Wichtig ist: Scheuklappen ab! Junge Menschen sind für den Glauben an Christus zu interessieren und zu begeistern. Nicht jeder Jugendliche wird auf den Rosenkranz abfahren, aber einige schon. Nicht jeder Jugendliche wird ad hoc den Wert der Beichte erkennen, aber einige schon. Jeder Jugendliche lässt sich einfangen, wenn er Freude an seinem Tun findet. Und da gehört ein wenig Einfühlungsvermögen dazu. Wichtig ist das authentische Zeugnis. Junge Menschen haben eine unglaubliche Antenne dafür, sie merken aber umgekehrt auch sofort, wenn man ihnen etwas vormachen will.
Große Pastorale Räume machen diese Arbeit sicher nicht leichter, aber auch junge Menschen sind heute mobil und können Entfernungen für die Dinge überwinden, die ihnen wichtig sind.
Unterm Strich muss man einfach sagen, dass der Dienst der Ministranten ganz sicher einer der bedeutenderen Bausteine der Neuevangelisierung sein kann, wenn man sich der jungen Menschen annimmt. Eines sind Ministranten nicht und sollten es auch auf keinen Fall sein: temporäres liturgisches Verbrauchsmaterial. Leider – und das muss man so sehen – sind sie das in zu vielen Pfarreien. Man ködert sie, lernt sie an und wenn die keinen Bock mehr haben, lässt man sie ziehen. Die nächsten Kommunionkinder sind ja schon in Sicht. Gemeinden, die so mit den Kindern umgehen, werden in zehn Jahren keine Ministranten mehr haben.

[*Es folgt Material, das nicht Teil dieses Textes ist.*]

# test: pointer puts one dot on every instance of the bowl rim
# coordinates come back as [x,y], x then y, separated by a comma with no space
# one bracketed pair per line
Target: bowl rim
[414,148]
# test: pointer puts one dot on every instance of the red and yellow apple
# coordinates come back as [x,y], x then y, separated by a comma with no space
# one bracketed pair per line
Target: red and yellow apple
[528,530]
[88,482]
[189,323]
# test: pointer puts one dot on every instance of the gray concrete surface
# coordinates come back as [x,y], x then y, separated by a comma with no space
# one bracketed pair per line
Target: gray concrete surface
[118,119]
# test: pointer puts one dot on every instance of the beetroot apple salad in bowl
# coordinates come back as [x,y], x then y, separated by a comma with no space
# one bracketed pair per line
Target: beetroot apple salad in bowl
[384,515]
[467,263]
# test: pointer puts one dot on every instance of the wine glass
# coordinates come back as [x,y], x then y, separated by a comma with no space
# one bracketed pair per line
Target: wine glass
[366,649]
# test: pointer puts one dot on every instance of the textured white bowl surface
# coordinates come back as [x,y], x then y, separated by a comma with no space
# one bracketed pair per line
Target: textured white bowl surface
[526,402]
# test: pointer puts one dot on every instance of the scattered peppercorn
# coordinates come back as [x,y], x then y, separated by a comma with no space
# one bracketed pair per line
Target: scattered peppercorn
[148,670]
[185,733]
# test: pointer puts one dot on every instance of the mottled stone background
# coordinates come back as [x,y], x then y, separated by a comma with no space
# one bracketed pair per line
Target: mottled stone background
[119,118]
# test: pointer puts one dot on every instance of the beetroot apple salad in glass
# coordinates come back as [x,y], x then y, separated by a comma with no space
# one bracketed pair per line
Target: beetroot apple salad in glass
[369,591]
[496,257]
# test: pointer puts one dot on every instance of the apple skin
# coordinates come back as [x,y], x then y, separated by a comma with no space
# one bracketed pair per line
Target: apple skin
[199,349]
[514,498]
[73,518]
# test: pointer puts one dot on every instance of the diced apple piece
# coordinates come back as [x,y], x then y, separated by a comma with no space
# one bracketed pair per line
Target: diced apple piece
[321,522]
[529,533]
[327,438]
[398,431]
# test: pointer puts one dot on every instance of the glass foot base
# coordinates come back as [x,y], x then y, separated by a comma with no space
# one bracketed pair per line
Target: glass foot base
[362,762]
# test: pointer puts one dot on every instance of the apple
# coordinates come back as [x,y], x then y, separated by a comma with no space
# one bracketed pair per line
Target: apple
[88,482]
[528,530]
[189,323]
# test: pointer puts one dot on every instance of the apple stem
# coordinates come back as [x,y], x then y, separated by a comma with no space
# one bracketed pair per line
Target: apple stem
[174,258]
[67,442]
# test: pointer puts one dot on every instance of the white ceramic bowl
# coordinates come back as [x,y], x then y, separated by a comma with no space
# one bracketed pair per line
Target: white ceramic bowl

Priester, die sich der Ministranten mit Sorgfalt und Zuneigung annehmen, werden in wenigen Jahren gläubige junge Erwachsene und noch etwas später gläubige junge Familien haben. Wenn wir über so etwas wie Divine Renovation reden, also der Wiederherstellung der Pfarrei aus dem Glauben, aus der Eucharistie und aus der Glaubensunterweisung, dann sollte die Ministrantenpastoral – selbst wenn man nur eine Handvoll Ministranten hat – einen prominenten Platz darin einnehmen. Man kann es nicht oft genug sagen, sie machen ihren Dienst gegen einen enormen Widerstand.
Wenn die Ministrantenwallfahrt nach Rom den Messdienern Mut macht und Bischöfe aufwecken kann, sind die Subventionen dafür sicher gut und richtig angelegt. Und als Vorsatz für einen selbst: Man kann den Kids ja auch mal Danke sagen für ihren Dienst und eine Spende für die Messdienerkasse in der Sakristei vorbeibringen oder im kommenden Jahr einem den Kids die Fahrt nach Rom bezuschussen. Und wer das nicht kann, eine Dose selbstgebackene Kekse trifft jedes Kinderherz.
Foto oben: Der Messdiener, Gemälde von Franz Meyerheim, 1874 – Ausschnitt. Lizenz: Gemeinfrei.